Abstract
A key step during viral reactivation from latency is the re-expression of viral genes. Hematopoietic progenitor cells (HPCs) support human cytomegalovirus (HCMV) latency, and their differentiation triggers cellular cues that drive reactivation. A key step during HCMV reactivation in latently infected HPCs is re-expression of viral genes. We recently determined that the major immediate early promoter (MIEP), which is primarily responsible for MIE gene expression during lytic replication, remains silent during reactivation. Instead, alternative promoters in the MIE locus are induced by reactivation stimuli. Here, we find that forkhead family (FOXO) transcription factors are critical for activation of alternative MIE promoters during HCMV reactivation, as mutating FOXO binding sites in alternative MIE promoters decreased HCMV IE gene expression upon reactivation and significantly decreased the production of infectious virus from latently infected primary CD34+ HPCs. These findings establish a mechanistic link by which infected cells sense environmental cues to regulate latency and reactivation, and emphasize the role of contextual activation of alternative MIE promoters as the primary drivers of reactivation.

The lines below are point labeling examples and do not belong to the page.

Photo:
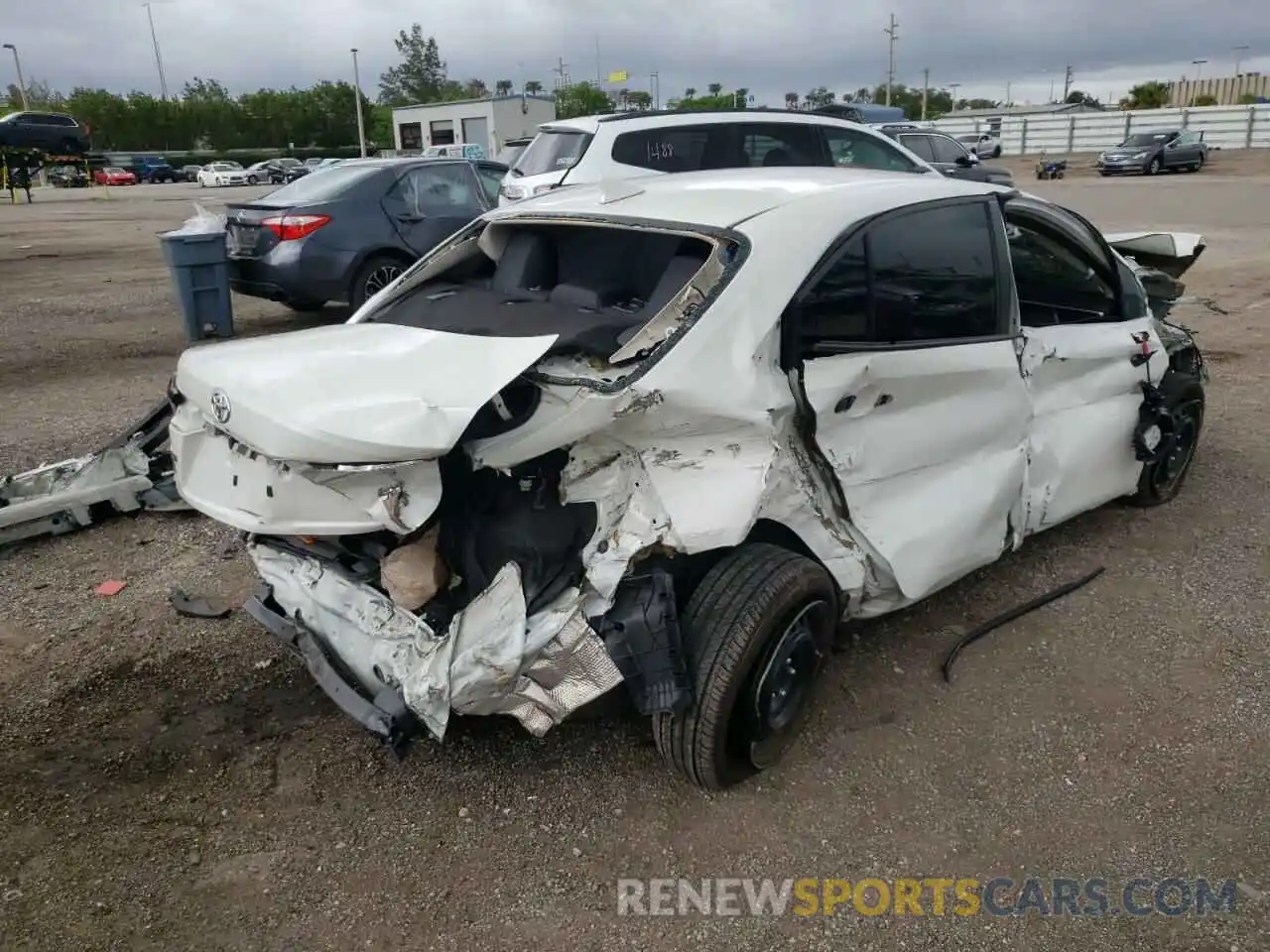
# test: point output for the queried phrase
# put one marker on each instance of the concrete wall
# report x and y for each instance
(1223, 127)
(1225, 89)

Significance Human cytomegalovirus infection is lifelong and persistent. Periodic reactivation of cytomegalovirus poses serious disease risk for immune-compromised patients. A critical driver of reactivation is expression of viral genes from the major immediate early locus. Recent paradigm-shifting evidence shows that reactivation is driven from promoters distinct from those that drive replication in permissive cells. Understanding the contextual control of these promoters and how they specifically respond to cellular cues that drive reactivation is critical for establishing future therapies that prevent reactivation. Our findings mechanistically define a previously enigmatic relationship between differentiation and reactivation, and provide potential targets for therapeutic intervention to prevent HCMV reactivation and disease.